See docs/positioning.md for the full architectural framing and docs/LEARNING_PATH.md for the learning order.

Real Use Case

This substrate is not only about memory, conversation, or workflow in isolation. It can also sit underneath a security and governance layer for agent systems.

A concrete example is humblemat810/cloistar, which uses Kogwistar as the substrate for an OpenClaw governance semantics layer. That repo shows a real integration shape where the substrate is used for governed tool execution, approval flows, graph-backed receipts, and bridge/runtime semantics rather than only chat memory or workflow authoring.
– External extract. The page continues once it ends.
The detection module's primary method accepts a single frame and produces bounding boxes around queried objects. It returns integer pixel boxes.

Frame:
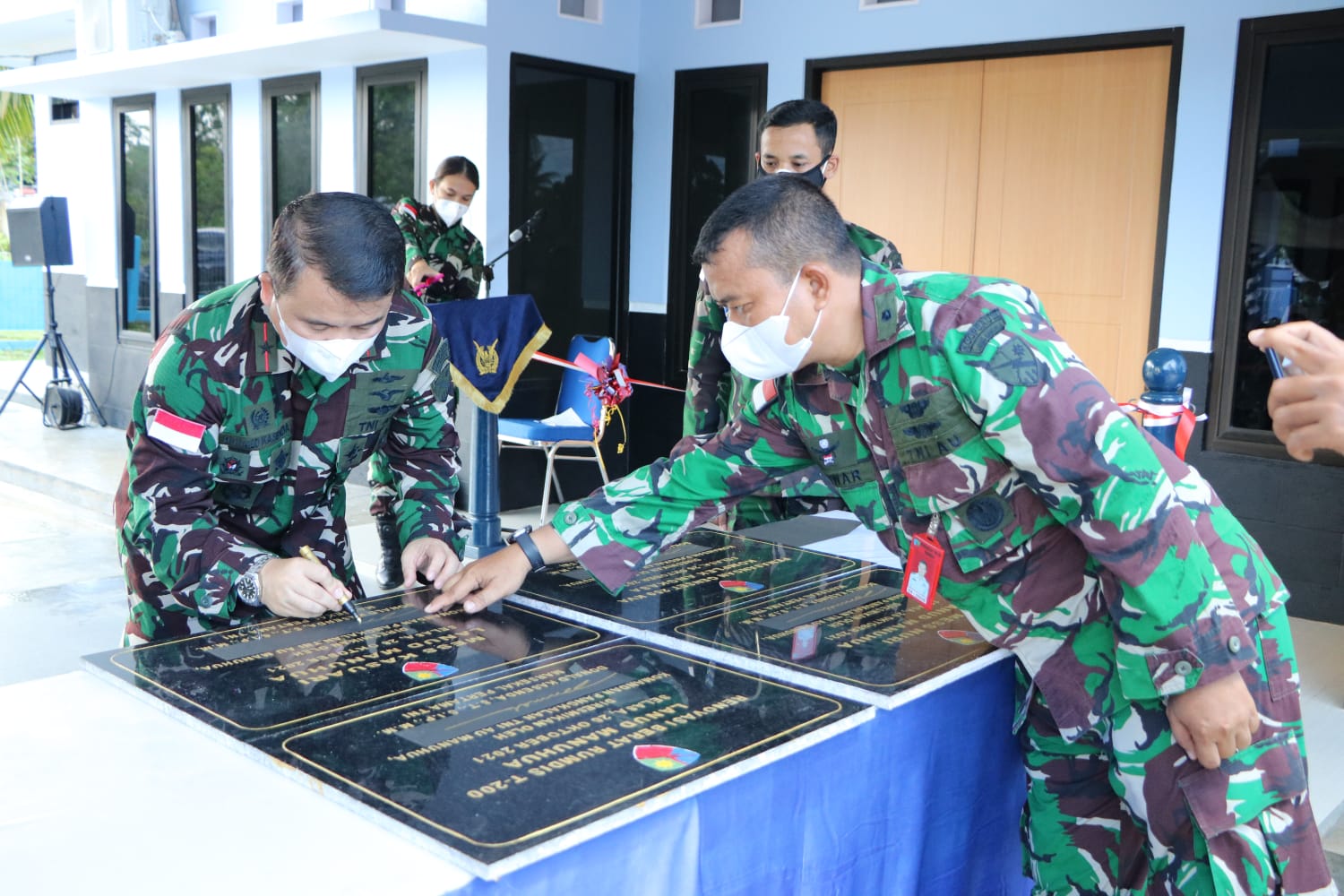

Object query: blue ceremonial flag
[429,296,551,414]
At a lighter layer, humblemat810/kogwistar-chat shows the same substrate supporting an application-facing chat experience. Taken together, these examples show that Kogwistar can support multiple layers of implementation, from higher-level application surfaces down to deeper governance and security semantics.

Glossary

  • substrate: the shared graph-oriented foundation for knowledge, conversation, memory, workflow, execution, and provenance.
  • harness: the execution layer that runs workflows on top of the substrate.
  • provenance: the trace back to the source data, steps, or spans behind a node or answer.
  • replay: rebuilding state or views from stored history.
  • projection: turning authoritative history into queryable views or materialized state.
  • authoritative evented path: the event-history-driven path that carries the strongest replay and provenance guarantees.

Example

Run the graph-native artifact demo to see the full loop end to end:

python -m kogwistar.demo.graph_native_artifact_demo

What it does:

  1. takes raw notes as input
  2. validates and normalizes them into graph artifacts
  3. links related artifacts
  4. commits the result into history
  5. rebuilds usable views from that history
  6. explains results with provenance

This is the quickest way to see how execution becomes reusable state in the same graph.

See docs/graph_native_artifact_demo.md for the short design note and docs/positioning.md for the deeper architectural framing.

If you want the closer agent-loop comparison, the older framework_then_agent_demo remains available as a companion example.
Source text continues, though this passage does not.